HHS has issued a series policy explanations justified with problematic sources, including citation of non-existent references. Even when references are correctly cited, the contents have repeatedly been misrepresented. There has been a consistent lack of balance. For instance high-quality studies most accurately representing vaccine safety and efficacy have been disregarded, while low quality studies exaggerating risks have been highlighted.
HHS FAQ to Congress
A few weeks ago I wrote a SBM article discussing the sloppy scholarship in a communication from HHS to Congress. The FAQ from HHS was meant to explain changes in vaccine recommendations, namely, the withdrawl of recommendations for COVID vaccination in healthy children and pregnant women. The FAQ was a mess, with prioritization of low-quality studies that grossly exaggerated risks, while ignoring much higher-quality safety-affirming studies. There was outright misrepresentation of the content of multiple citations. One study was cited as documenting an increased risk of placental blood clotting in pregnant women, but the cited study contained nothing relevant to placental blood clotting. One cited study was in pre-publication and had not been peer reviewed. The journal explicitly stated that the article “…should not be used to guide clinical practice,” yet this article was one of a handful used by HHS to justify a policy decision.

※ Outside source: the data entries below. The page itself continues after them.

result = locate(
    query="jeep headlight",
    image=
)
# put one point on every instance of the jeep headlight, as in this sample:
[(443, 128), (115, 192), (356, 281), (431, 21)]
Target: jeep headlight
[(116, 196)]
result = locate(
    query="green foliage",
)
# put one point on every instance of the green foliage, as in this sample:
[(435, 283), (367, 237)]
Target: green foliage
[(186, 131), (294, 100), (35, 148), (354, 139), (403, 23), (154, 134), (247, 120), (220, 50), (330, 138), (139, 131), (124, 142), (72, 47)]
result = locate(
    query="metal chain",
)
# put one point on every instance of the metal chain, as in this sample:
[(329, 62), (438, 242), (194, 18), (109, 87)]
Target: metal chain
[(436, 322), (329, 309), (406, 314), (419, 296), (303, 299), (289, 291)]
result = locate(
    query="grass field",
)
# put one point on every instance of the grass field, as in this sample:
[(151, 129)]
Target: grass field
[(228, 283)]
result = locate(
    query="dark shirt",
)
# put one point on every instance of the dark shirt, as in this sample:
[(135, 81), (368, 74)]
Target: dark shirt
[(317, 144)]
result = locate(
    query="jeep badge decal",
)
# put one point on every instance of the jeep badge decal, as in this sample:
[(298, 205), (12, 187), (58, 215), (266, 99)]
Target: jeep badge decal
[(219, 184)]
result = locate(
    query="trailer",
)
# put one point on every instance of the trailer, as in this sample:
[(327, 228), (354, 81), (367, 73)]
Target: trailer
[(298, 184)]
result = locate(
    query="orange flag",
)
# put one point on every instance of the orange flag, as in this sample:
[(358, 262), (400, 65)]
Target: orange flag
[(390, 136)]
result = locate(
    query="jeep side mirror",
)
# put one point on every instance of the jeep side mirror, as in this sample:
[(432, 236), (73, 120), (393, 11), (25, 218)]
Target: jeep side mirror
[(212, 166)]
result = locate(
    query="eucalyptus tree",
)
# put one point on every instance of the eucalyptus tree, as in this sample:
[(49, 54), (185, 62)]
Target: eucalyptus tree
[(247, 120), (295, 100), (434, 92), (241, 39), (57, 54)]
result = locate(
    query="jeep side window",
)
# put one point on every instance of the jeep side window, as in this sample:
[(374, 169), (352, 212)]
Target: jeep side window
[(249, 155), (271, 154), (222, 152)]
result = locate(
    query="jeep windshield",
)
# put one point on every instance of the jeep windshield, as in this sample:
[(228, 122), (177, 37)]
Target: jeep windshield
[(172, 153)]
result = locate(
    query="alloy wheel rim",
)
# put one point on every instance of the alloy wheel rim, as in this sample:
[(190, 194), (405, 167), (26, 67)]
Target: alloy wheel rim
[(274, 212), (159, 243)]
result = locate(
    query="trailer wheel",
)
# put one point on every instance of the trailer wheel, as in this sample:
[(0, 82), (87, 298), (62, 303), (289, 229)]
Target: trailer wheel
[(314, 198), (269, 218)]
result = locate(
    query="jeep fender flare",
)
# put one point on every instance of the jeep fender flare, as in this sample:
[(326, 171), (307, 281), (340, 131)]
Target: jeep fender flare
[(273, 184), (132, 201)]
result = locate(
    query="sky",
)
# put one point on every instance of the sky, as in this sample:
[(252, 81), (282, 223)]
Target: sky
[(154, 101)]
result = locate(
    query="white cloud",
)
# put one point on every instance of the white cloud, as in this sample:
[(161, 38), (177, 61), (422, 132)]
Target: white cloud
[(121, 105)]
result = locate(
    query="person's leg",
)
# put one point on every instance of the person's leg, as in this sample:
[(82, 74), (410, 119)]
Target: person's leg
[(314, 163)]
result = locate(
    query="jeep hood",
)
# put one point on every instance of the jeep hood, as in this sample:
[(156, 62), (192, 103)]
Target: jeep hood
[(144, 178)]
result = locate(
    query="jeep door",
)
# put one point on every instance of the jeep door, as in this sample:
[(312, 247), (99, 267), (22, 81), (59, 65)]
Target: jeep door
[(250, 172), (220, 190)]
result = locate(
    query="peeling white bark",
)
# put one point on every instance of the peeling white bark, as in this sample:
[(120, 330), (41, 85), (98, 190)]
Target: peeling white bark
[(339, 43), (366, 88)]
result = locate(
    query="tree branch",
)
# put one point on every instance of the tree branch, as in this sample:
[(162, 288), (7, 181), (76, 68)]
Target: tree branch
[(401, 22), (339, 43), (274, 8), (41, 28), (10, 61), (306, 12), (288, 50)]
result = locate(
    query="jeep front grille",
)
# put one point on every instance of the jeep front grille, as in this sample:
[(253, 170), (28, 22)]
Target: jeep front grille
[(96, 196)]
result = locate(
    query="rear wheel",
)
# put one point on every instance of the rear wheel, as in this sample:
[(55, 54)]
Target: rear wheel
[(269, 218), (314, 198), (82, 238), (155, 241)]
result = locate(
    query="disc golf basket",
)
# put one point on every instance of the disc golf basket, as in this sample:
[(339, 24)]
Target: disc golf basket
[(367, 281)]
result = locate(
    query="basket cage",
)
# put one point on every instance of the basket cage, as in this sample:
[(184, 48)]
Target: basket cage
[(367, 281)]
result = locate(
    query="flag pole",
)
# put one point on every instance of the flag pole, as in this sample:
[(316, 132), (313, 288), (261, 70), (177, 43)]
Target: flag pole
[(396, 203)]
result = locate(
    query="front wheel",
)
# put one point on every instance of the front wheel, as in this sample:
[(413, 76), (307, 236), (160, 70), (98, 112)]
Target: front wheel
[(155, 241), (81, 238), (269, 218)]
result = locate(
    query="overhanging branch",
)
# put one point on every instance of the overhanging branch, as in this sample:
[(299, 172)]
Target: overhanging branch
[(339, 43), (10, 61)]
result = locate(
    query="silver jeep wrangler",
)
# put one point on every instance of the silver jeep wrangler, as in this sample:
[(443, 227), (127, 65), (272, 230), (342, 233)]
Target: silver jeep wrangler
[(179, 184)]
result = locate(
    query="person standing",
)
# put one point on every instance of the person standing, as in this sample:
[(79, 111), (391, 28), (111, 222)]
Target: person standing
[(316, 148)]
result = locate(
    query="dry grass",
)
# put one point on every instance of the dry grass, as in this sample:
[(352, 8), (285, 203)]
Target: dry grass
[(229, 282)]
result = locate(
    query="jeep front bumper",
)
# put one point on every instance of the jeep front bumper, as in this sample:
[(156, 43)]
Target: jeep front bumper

This sloppy document would be laughable if it were not from the most consequential US health organization to the Congress of the United States. If I were supervising a trainee on a project, and if that trainee produced a document of this sort, I would seriously consider removing them from the project. We should expect better from the leadership of our most critical governmental organizations.
This was not the first or last time HHS exhibited sloppy scholarship.
The MAHA Report
On Feb 13, 2025 President Trump issued Executive Order 14212. The report instructed the Make America Health Again (MAHA) Commission to deliver a Make Our Children Healthy Again Assessment. The report was to focus on childhood illness in the US, specifying certain subjects for inquiry, and to deliver the report within 100 days.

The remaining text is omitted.